The results of this study showed that suicide rates increased during the pandemic among men aged 40 to 59 years. This is something that was not emphasized much in a previous report in Japan [9]. This group had an increased suicide rate in 2022 (30.6 per 100,000) compared to 2021 (28.1 per 100,000). Previous reports from Japan have been up to 2021, and thus they would have not detected an increase in this gender-age group. Men of middle-aged are considered a group at comparatively high risk of suicide in times of economic recession in previous studies [29]. The result of this study may be an indication that the pandemic has lasted long enough, and the socioeconomic situation has deteriorated, gradually taking its toll on this gender-age-group in Japan.
Limitations
The study had several limitations that deserve discussion. First, analyses are based on data from suicide statistics compiled by the police agency based on data on unnatural deaths, which might underestimate true suicide rates. However, the focus of this study is not on the extent of suicide rates, but rather on the time trends in suicide rates. As there has been no change in the way data are collected by the police over the period of this study, we believe that if there has been an underestimation of the number of suicides, the impact may not be substantial. Second, this study used prefectures as the geographical unit, which is a comparatively large unit. And thus, deprivation assessed by average income and rurality assessed by population density may not adequately reflect the situation of many of the residents. Consequently, it will be necessary in the future to conduct analyses on a smaller area unit or using data from individuals. Third, since the study was stratified by gender and age group, some categories may not have had sufficient power to detect statistically significant changes, even if the APC values were of some magnitude. Last, the study was descriptive in design, and the delineation of the complex relationships among risk factors of suicide was beyond the scope of this study.

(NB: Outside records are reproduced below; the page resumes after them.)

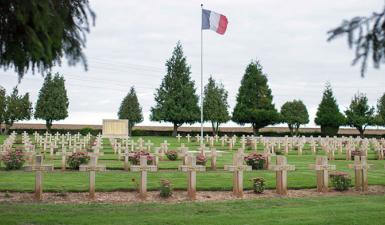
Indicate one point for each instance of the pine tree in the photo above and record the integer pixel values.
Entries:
(130, 109)
(328, 114)
(360, 114)
(380, 118)
(294, 113)
(2, 107)
(215, 106)
(18, 107)
(176, 101)
(52, 103)
(254, 100)
(39, 33)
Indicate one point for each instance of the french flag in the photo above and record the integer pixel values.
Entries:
(214, 21)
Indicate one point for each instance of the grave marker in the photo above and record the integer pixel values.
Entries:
(237, 168)
(39, 168)
(92, 167)
(191, 168)
(143, 168)
(322, 169)
(281, 169)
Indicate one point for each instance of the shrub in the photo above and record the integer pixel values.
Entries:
(13, 159)
(258, 185)
(201, 159)
(341, 181)
(356, 152)
(278, 152)
(84, 131)
(255, 160)
(165, 188)
(76, 159)
(135, 158)
(172, 155)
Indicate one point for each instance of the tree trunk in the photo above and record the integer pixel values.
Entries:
(6, 130)
(361, 130)
(213, 127)
(255, 130)
(175, 131)
(129, 129)
(291, 129)
(48, 124)
(130, 126)
(297, 129)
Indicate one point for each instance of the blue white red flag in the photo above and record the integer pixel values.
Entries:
(214, 21)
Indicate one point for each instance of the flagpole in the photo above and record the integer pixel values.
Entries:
(201, 78)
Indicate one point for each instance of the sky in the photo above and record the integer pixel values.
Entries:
(132, 40)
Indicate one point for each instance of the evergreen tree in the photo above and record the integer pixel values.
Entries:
(17, 107)
(294, 114)
(380, 118)
(39, 33)
(176, 101)
(130, 109)
(254, 100)
(360, 114)
(328, 114)
(2, 107)
(215, 106)
(52, 102)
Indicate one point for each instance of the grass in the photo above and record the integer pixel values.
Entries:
(317, 210)
(117, 179)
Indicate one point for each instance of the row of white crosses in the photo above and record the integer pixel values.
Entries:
(281, 168)
(74, 143)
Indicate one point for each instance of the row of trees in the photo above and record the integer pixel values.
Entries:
(52, 103)
(177, 102)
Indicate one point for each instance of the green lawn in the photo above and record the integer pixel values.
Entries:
(348, 210)
(117, 179)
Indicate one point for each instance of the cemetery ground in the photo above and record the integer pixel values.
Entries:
(65, 194)
(314, 210)
(116, 179)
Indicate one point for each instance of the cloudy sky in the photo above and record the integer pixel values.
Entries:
(132, 40)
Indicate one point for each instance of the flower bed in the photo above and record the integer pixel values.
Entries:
(76, 159)
(258, 185)
(255, 160)
(356, 153)
(165, 188)
(340, 180)
(135, 158)
(201, 159)
(13, 159)
(172, 155)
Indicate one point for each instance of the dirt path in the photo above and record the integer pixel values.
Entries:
(178, 196)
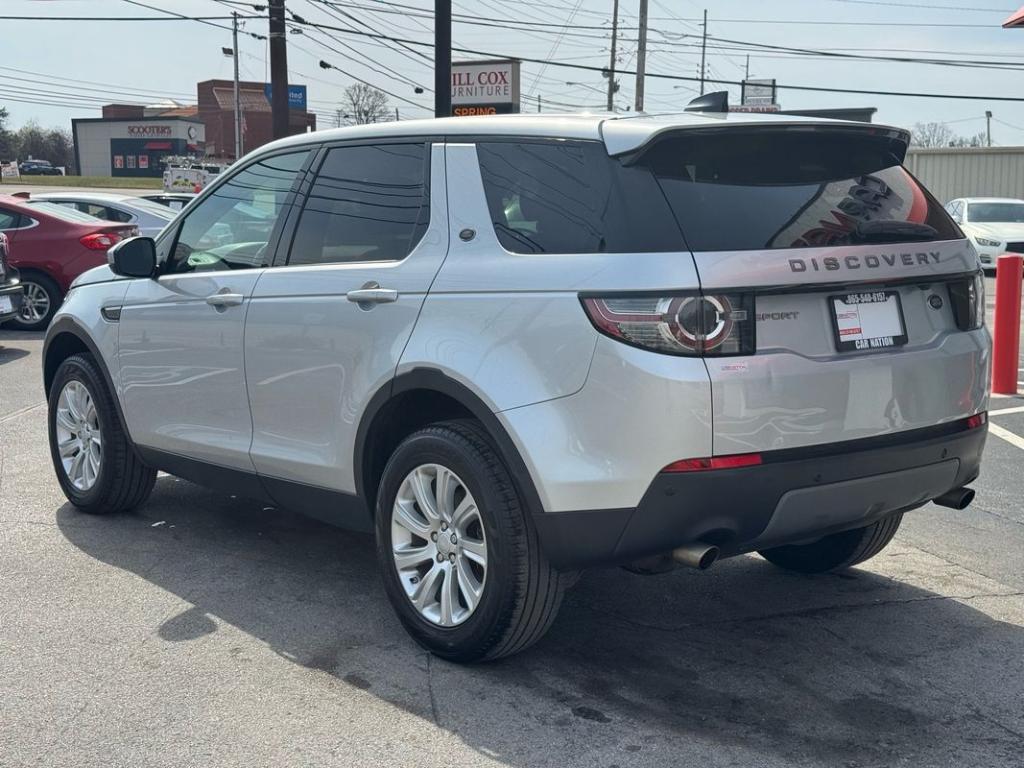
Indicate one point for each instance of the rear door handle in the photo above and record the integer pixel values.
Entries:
(370, 296)
(224, 299)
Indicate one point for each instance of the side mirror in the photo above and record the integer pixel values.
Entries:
(134, 257)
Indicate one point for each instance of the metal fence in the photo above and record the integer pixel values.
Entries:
(970, 171)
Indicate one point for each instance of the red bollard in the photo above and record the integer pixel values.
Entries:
(1007, 327)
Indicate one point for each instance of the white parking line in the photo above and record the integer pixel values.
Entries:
(1007, 435)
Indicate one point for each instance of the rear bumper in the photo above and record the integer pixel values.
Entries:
(797, 495)
(15, 293)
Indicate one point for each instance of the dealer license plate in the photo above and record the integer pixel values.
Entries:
(871, 320)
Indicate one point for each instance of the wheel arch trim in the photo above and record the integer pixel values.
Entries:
(68, 326)
(435, 381)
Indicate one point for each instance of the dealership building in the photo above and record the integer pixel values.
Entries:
(126, 142)
(132, 140)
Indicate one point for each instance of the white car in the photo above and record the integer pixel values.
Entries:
(150, 217)
(995, 225)
(514, 347)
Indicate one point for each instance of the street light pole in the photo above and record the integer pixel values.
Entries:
(238, 100)
(704, 48)
(442, 58)
(611, 58)
(641, 55)
(279, 69)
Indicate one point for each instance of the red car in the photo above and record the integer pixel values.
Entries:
(51, 245)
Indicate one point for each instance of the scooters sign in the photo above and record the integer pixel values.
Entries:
(484, 87)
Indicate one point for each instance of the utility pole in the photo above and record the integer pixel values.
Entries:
(279, 69)
(238, 100)
(442, 58)
(704, 48)
(641, 55)
(611, 59)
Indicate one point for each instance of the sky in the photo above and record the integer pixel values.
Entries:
(58, 70)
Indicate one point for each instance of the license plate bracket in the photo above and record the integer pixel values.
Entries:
(865, 321)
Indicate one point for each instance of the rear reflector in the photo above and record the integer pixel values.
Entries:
(715, 462)
(99, 241)
(978, 420)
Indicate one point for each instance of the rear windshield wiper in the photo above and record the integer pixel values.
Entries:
(892, 231)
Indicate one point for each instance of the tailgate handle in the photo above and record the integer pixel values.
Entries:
(224, 299)
(371, 294)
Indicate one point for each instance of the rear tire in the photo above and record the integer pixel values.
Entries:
(518, 591)
(120, 480)
(838, 551)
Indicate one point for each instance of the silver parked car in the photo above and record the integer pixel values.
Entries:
(995, 225)
(515, 347)
(150, 217)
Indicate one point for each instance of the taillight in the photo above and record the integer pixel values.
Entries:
(968, 300)
(978, 420)
(715, 462)
(99, 241)
(687, 325)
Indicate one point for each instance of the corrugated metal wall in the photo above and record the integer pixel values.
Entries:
(970, 171)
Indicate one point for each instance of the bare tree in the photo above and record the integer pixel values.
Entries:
(364, 103)
(932, 134)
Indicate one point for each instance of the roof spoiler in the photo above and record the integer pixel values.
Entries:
(717, 101)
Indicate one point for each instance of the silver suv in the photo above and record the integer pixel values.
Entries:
(514, 347)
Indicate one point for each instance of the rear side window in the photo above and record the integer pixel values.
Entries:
(62, 212)
(569, 197)
(368, 204)
(737, 190)
(11, 219)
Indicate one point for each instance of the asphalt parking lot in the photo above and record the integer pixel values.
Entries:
(208, 630)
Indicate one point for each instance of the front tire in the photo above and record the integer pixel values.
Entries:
(41, 300)
(838, 551)
(460, 558)
(96, 466)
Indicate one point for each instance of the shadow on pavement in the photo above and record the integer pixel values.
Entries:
(7, 354)
(852, 670)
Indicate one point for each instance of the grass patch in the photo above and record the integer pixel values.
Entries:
(109, 182)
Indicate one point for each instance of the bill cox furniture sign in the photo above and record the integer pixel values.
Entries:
(489, 87)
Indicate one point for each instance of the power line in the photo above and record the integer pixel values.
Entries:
(564, 65)
(930, 6)
(193, 18)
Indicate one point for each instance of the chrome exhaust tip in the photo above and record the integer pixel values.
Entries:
(956, 499)
(697, 555)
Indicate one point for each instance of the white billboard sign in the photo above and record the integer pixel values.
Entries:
(484, 87)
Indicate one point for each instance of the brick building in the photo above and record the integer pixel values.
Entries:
(132, 140)
(216, 110)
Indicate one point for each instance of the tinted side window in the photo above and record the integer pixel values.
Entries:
(10, 219)
(231, 227)
(569, 197)
(368, 204)
(764, 188)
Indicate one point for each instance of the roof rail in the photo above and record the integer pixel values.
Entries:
(717, 101)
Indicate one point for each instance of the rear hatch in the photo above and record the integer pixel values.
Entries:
(864, 294)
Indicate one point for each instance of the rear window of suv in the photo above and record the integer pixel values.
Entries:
(765, 188)
(734, 189)
(569, 197)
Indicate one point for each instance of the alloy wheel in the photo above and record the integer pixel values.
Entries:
(79, 440)
(35, 303)
(438, 545)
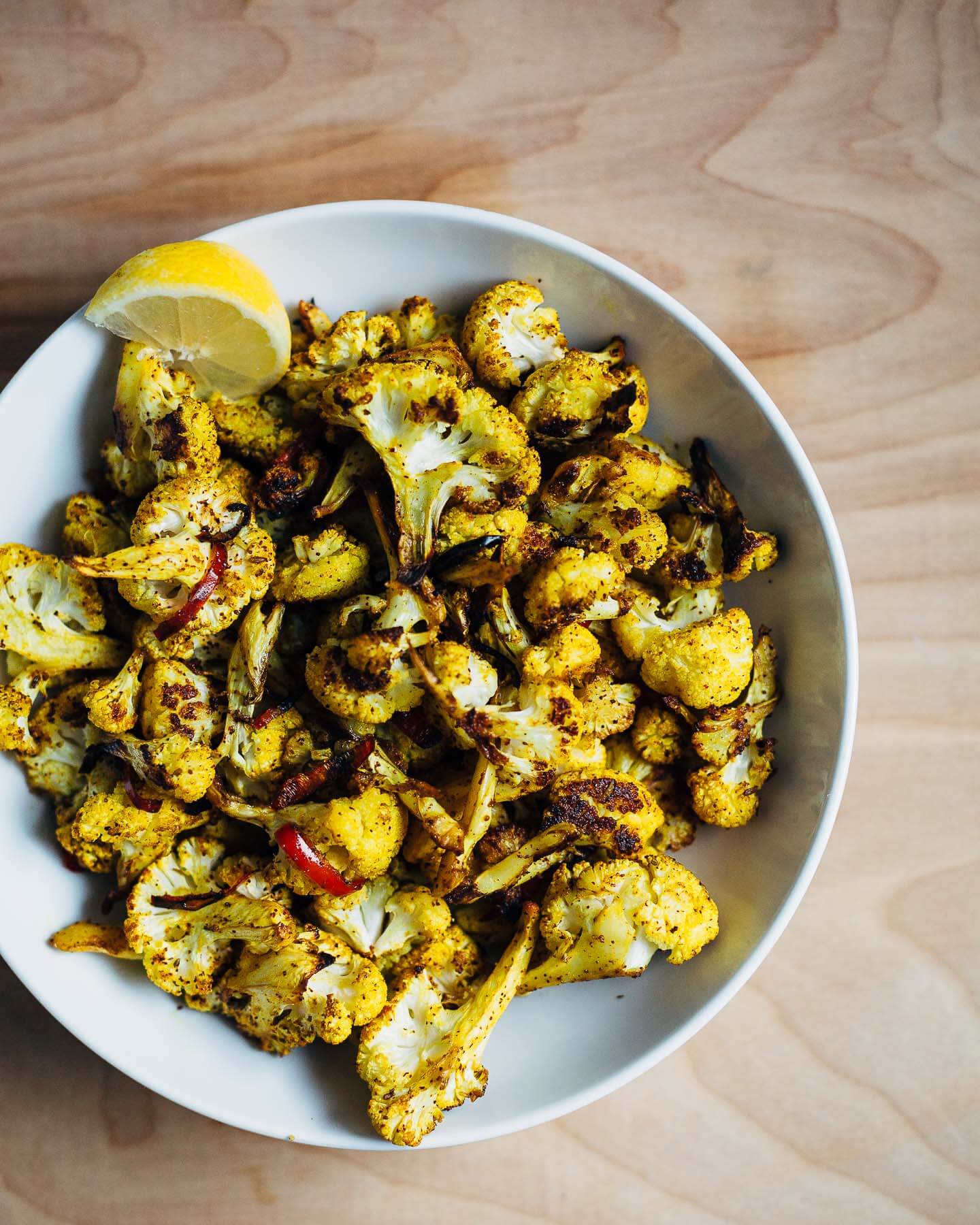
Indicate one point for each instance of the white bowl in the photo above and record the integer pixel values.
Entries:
(555, 1050)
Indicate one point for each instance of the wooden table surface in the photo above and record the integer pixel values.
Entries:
(802, 176)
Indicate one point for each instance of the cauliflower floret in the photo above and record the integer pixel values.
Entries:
(658, 735)
(439, 445)
(569, 401)
(508, 331)
(744, 551)
(479, 549)
(704, 664)
(113, 704)
(184, 945)
(422, 1059)
(359, 836)
(606, 920)
(173, 537)
(91, 528)
(178, 698)
(728, 796)
(649, 618)
(352, 340)
(59, 729)
(255, 428)
(107, 822)
(324, 568)
(453, 961)
(575, 586)
(161, 429)
(381, 920)
(608, 706)
(50, 615)
(612, 811)
(419, 323)
(312, 987)
(566, 655)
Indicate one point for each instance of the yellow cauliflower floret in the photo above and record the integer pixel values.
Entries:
(255, 428)
(422, 1059)
(575, 586)
(508, 331)
(708, 663)
(566, 655)
(183, 949)
(50, 615)
(419, 323)
(608, 706)
(323, 568)
(728, 796)
(358, 834)
(112, 704)
(614, 811)
(91, 528)
(161, 429)
(643, 472)
(178, 698)
(658, 735)
(569, 401)
(606, 919)
(315, 986)
(382, 920)
(135, 838)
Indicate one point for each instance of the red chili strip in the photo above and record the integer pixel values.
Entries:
(141, 802)
(266, 717)
(312, 864)
(200, 594)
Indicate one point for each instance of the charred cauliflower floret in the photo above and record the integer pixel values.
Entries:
(110, 830)
(92, 528)
(50, 615)
(608, 706)
(438, 442)
(704, 664)
(643, 472)
(255, 428)
(162, 430)
(382, 920)
(570, 401)
(744, 551)
(176, 533)
(327, 566)
(575, 586)
(184, 920)
(422, 1059)
(658, 735)
(352, 340)
(651, 617)
(608, 919)
(568, 655)
(508, 331)
(315, 986)
(612, 811)
(178, 698)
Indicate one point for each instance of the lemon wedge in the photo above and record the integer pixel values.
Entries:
(206, 308)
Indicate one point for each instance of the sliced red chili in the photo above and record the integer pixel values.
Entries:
(312, 863)
(145, 802)
(266, 717)
(200, 594)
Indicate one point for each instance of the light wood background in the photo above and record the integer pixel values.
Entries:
(804, 176)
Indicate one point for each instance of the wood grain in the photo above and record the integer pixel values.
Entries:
(806, 178)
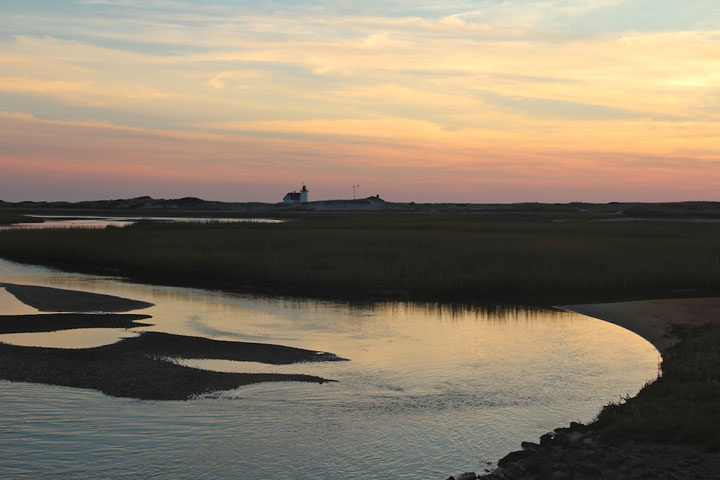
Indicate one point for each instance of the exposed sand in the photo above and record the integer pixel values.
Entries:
(654, 319)
(137, 367)
(47, 299)
(54, 322)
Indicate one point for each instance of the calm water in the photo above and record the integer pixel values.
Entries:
(87, 221)
(429, 391)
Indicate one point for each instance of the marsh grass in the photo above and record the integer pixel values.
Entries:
(683, 405)
(421, 256)
(8, 218)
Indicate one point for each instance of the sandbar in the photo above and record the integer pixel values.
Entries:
(48, 299)
(139, 367)
(54, 322)
(654, 320)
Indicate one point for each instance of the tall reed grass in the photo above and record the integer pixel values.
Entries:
(416, 256)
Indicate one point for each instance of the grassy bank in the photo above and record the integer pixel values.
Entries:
(682, 405)
(419, 256)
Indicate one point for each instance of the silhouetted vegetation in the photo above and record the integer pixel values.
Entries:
(682, 405)
(420, 256)
(8, 218)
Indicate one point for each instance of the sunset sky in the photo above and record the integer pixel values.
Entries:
(454, 101)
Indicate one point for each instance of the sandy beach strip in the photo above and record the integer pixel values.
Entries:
(654, 319)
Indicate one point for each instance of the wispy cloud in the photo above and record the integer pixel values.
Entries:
(520, 91)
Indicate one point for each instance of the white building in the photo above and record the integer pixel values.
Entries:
(296, 197)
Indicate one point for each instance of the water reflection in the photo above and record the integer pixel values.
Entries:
(430, 390)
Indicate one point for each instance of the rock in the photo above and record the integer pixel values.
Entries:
(546, 439)
(588, 469)
(513, 457)
(466, 476)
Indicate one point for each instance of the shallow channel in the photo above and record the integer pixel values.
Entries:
(429, 390)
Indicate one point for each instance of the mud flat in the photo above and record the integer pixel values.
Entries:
(48, 299)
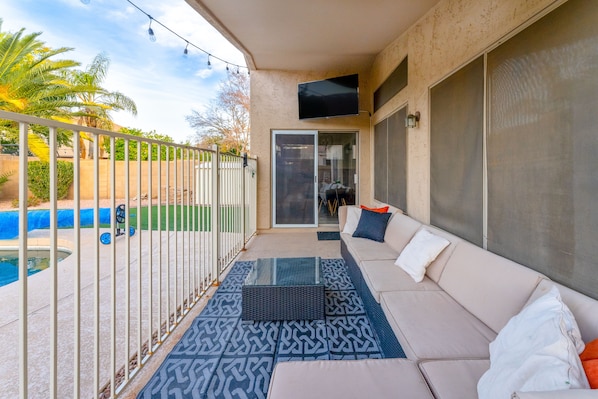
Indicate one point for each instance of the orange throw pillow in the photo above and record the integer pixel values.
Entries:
(589, 360)
(384, 209)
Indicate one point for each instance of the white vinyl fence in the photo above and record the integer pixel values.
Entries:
(85, 326)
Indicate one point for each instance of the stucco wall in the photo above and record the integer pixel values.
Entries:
(274, 106)
(449, 36)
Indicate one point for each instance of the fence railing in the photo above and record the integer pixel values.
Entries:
(87, 324)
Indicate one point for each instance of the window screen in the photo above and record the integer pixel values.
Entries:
(456, 168)
(543, 146)
(390, 160)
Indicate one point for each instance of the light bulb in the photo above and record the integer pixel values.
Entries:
(150, 31)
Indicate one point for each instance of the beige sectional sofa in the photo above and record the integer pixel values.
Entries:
(444, 323)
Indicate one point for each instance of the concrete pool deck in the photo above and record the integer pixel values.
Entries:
(282, 244)
(39, 299)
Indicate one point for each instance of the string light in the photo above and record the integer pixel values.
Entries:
(150, 31)
(152, 37)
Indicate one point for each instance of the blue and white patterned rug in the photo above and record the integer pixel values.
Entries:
(221, 356)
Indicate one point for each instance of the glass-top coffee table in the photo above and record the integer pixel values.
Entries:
(284, 289)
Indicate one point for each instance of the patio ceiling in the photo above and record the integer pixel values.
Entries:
(311, 35)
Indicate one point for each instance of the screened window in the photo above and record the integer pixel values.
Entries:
(390, 165)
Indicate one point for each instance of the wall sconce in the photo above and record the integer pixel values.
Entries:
(412, 120)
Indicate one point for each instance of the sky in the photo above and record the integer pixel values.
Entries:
(165, 84)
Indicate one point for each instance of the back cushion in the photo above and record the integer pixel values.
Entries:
(399, 231)
(491, 287)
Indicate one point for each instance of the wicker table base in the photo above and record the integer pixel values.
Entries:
(284, 289)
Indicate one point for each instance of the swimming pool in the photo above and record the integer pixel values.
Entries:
(37, 260)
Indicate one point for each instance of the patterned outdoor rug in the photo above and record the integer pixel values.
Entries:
(221, 356)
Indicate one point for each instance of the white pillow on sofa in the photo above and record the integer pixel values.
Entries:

Implications for public health policies and future research
The findings of this study showed that the decreasing trend in suicide rates in Japan before the onset of the COVID-19 pandemic was followed by a substantial change in the trend after the onset of the pandemic. This may indicate that support for the needy has not been successful in Japan because adequate employment support and aggressive fiscal spending may prevent an increase in suicides during economic downturns [30]. And thus, future research will be needed to investigate the impact of financial and employment support initiatives on people's mental health and suicide risk in Japan during or after the pandemic. In addition, as of September 2023, Japan continues to see new cases of COVID-19 infections, but few restrictions to daily life have been put in place as a measure to combat infection. However, the number of suicides in Japan will need to be monitored carefully in the future, as there may be ongoing adverse impacts on socio-economically vulnerable populations, even today.